Он открывает входную дверь, и собаки выскакивают наружу, оглашая лаем ночную тьму. Когда мы поворачиваемся на пороге, чтобы попрощаться, и я смотрю на Тони, у меня внезапно возникает к нему чувство жалости. В его голосе мне слышатся пораженческие нотки. Вода по-прежнему тихонько капает из дырявой водосточной трубы где-то над головой, собаки за долгие годы проскребли до дерева белую краску на дубовой двери. Жена его, которая стоит у него за спиной, давно сбежала бы в ночь вслед за собаками, если б могла. Его мир окончательно рушится, и он не понимает почему.
— Он рассчитывал, что вы кого-то знаете, — говорит Лора. — Какого-нибудь специалиста по Джордано.
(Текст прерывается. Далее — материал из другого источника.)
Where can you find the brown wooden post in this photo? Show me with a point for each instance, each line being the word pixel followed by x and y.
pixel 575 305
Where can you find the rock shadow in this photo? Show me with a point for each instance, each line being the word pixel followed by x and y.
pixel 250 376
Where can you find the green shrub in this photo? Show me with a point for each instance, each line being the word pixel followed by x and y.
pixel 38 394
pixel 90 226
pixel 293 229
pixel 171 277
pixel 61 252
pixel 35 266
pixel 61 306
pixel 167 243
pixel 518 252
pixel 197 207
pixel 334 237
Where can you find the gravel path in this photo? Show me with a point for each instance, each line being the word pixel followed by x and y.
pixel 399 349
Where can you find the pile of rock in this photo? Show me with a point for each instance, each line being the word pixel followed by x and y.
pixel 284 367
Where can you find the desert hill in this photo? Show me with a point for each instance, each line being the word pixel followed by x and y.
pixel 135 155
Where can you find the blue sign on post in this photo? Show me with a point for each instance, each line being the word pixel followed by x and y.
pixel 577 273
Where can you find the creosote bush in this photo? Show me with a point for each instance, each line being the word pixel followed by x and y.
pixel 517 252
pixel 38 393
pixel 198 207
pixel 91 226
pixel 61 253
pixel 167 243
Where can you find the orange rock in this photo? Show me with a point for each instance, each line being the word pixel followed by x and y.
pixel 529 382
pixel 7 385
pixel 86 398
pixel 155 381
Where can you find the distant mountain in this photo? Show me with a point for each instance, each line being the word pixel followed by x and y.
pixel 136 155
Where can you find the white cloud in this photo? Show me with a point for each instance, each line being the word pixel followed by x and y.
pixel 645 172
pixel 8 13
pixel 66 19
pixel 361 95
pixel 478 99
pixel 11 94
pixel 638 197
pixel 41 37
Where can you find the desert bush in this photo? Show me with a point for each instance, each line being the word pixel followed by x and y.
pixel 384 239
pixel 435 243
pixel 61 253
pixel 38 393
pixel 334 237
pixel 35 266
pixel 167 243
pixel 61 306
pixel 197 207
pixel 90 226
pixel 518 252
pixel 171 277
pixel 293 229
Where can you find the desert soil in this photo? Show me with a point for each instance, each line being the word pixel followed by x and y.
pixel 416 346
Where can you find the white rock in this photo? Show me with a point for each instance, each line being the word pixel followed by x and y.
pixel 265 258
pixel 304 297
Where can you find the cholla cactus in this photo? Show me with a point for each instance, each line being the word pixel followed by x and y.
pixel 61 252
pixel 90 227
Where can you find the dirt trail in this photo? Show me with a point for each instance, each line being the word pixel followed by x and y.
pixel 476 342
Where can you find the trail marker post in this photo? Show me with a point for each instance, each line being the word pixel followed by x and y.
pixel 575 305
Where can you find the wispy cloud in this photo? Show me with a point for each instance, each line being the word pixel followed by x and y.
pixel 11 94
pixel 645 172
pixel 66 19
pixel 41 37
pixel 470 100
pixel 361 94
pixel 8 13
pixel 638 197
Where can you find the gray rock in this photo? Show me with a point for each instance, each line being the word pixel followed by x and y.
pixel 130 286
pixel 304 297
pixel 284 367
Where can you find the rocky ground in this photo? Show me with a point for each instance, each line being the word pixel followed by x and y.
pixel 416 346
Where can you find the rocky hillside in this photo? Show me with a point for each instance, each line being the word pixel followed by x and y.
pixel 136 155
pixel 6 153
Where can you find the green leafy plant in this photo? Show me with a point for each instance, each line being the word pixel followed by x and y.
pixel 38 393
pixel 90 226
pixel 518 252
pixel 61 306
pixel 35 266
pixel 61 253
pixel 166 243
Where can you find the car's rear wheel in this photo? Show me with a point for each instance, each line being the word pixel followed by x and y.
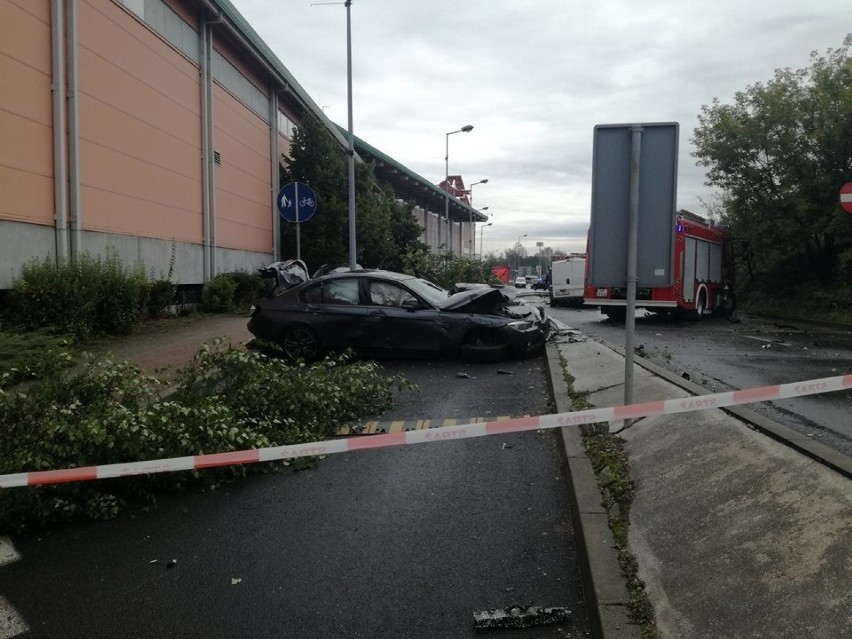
pixel 301 343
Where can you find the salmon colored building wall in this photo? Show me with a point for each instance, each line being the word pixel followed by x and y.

Или кого-то, кто захотел бы без лишней шумихи купить картину. Он любит все делать шиворот-навыворот.
Да нет же, он просто самая одинокая душа на свете. И вскоре ему предстоит распрощаться еще с одним своим достоянием. Если, конечно, у меня все получится. Потому что другая самая одинокая душа на свете в этот момент — это я. Мы стоим друг против друга на пустой арене, готовясь к поединку, и я намерен выйти из него победителем.
Меня охватывает мимолетный приступ первобытной жестокости. Я отберу у него картину. Он не имеет на нее настоящих прав. Ее язык ему чужд, потому что единственный язык, который он хорошо усвоил, — это язык денег. Если бы он знал истинную цену этой картины, он бы мировой культуре просто так ее не отдал. А если бы среди музеев не нашлось желающих заплатить выкуп, он продал бы ее за сумму, которая ассоциируется со швейцарским банком, американской инвестиционной компанией или японским гангстером. И она бы вновь оказалась потерянной для человечества, на этот раз окончательно.